NVlabs / VILA

VILA - a multi-image visual language model with training, inference and evaluation recipe, deployable from cloud to edge (Jetson Orin and laptops)
Apache License 2.0
972 stars 68 forks source link

Chamfer distance's data source #37

Closed threegold116 closed 2 months ago

threegold116 commented 2 months ago

in the paper “ VILA: On Pre-training for Visual Language Models” 's "The deep embedding alignment hypothesis." part , the Chamfer distance is interesting and useful. And I want to konw how it is calculate ? and what is the image source and the text source? Thank you very mcuh!

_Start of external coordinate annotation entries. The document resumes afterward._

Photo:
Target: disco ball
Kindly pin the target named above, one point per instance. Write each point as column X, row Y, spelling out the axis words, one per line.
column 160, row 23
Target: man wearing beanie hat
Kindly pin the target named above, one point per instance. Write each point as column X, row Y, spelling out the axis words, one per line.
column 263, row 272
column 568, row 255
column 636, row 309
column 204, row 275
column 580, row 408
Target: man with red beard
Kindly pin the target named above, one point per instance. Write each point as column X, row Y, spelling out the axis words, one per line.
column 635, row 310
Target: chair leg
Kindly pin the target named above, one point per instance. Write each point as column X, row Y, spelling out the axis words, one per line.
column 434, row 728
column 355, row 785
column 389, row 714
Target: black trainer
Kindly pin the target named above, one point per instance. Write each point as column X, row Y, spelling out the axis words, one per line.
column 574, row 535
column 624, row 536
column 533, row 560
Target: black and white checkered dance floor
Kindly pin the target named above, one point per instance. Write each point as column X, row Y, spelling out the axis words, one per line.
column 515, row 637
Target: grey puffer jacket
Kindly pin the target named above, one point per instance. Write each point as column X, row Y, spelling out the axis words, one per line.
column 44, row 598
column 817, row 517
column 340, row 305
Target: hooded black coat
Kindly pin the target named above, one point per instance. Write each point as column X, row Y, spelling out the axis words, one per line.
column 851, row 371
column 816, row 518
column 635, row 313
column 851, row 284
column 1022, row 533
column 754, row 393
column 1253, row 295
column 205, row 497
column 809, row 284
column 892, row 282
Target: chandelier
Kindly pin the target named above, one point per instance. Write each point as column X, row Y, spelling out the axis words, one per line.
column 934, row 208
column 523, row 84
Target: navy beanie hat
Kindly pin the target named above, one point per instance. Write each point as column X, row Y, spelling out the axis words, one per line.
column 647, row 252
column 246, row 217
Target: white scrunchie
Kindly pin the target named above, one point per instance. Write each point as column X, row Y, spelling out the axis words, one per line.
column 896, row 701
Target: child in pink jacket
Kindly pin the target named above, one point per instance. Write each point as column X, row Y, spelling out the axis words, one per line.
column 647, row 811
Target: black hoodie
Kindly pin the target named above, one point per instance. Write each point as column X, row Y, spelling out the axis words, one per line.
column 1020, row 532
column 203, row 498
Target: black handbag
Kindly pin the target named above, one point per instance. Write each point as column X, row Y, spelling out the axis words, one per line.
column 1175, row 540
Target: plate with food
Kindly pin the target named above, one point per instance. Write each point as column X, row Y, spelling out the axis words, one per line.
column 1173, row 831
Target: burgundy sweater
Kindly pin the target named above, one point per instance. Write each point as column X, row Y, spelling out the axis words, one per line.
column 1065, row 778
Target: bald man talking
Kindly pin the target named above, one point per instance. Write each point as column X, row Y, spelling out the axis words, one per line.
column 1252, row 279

tonylins commented 2 months ago

Hi, thanks for your interests in our work!

An example code to measure the Shamfer distance (cosine) is:

x = torch.randn(32, 128)  # N, D
y = torch.randn(32, 128)  # N, D
x = x / torch.norm(x, 1, keepdim=True)
y = y / torch.norm(x, 1, keepdim=True)
sim = x @ y.T  # cosine similarity
dist = 0.5 * (sim.amax(1).mean() + sim.amax(0).mean())

We used a hold out set from the training mix to measure the distance.

threegold116 commented 2 months ago

Thank you very much! I understand the process.